Dolemite Is My Name è un film davvero meritevole passato, ahinoi, un po’ ingiustamente sotto silenzio qui in Italia. Ove, sinceramente, se n’è ancora sentito parlare poco. A torto poiché, ribadiamo, Dolemite Is My Name, diretto dal valente Craig Brewer (Footloose) e scritto da Scott Alexander e Larry Karaszewski, coppia di mirabili sceneggiatori già al servizio di notevoli, pregevoli opere del compianto Milos Forman (Man on the Moon) e di Tim Burton (Ed Wood), è un film assai divertente oltre che, sotto molteplici aspetti, fortemente rilevante.

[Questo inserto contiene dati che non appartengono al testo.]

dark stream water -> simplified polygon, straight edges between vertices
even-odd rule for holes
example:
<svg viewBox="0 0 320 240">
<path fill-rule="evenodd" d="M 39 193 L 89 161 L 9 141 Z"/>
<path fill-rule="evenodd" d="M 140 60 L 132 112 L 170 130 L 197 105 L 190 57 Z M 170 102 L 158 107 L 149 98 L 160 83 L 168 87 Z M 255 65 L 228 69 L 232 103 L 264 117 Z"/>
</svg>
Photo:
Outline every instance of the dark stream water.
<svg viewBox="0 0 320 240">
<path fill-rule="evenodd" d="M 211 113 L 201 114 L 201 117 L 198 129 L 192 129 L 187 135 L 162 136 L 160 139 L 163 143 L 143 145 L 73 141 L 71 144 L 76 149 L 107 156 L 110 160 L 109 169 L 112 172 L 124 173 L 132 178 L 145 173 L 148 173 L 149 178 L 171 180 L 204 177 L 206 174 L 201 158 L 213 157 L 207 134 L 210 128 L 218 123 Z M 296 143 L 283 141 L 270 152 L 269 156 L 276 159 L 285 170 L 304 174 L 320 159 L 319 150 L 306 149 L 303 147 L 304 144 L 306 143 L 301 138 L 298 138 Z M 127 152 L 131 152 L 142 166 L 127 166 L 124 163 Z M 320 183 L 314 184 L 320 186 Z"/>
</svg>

In primis, il suo merito maggiore è quello di aver permesso al grande Eddie Murphy, dopo tanti anni di oblio recitativo e di prove alimentari in film non degni della sua carismatica caratura da insuperabile attore brillante, di tornare ai suoi livelli più altamente qualitativi ed esilaranti.

Murphy, infatti, dopo essersi sprecato in tanti filmetti di quart’ordine negli ultimi anni, non azzeccandone praticamente nessuna, come si suol dire, qui è in stato di grazia e ritrova la verve dei suoi tempi migliori, rispolverando e tirando fuori dal suo cilindro (ed è il caso di dirlo, dato che il personaggio da lui interpretato lo indossa, eh eh) e dalla sua manica o, per meglio dire, dal suo manico attoriale, un gran bell’asso sfolgorante.

Permetteteci questo gioco di parole metaforico come se ci trovassimo dinanzi al suo jolly rubamazzo d’una scaltra partita a poker.

Sì, perché il personaggio incarnato da Murphy, così come v’esplicheremo nelle righe seguenti, potremmo perfino accomunarlo, di raffronti, parallelismi e similitudini meta-cinematografiche, nientepopodimeno che ad Arthur Fleck/Joaquin Phoenix di Joker nella sua versione possibilmente, antiteticamente vincente.

Cioè se Fleck, dinanzi al tavolo da gioco della vita, perse disgraziatamente tutto, impazzendo e adirandosi oltremisura a mo’ di reazione esplosiva nei riguardi di una sua intera esistenza che si rivelò enormemente sfortunata, il personaggio di Eddie Murphy, al contrario, in forma similmente speculare ma contrapposta, fortunosamente a lui più favorevole e di successo, dopo tante sventure e sciagurate vicissitudini al limite dell’involontariamente ridicolo, riuscì miracolosamente a risalire la china e ad agguantare, potremmo dire, il suo Re per una notte.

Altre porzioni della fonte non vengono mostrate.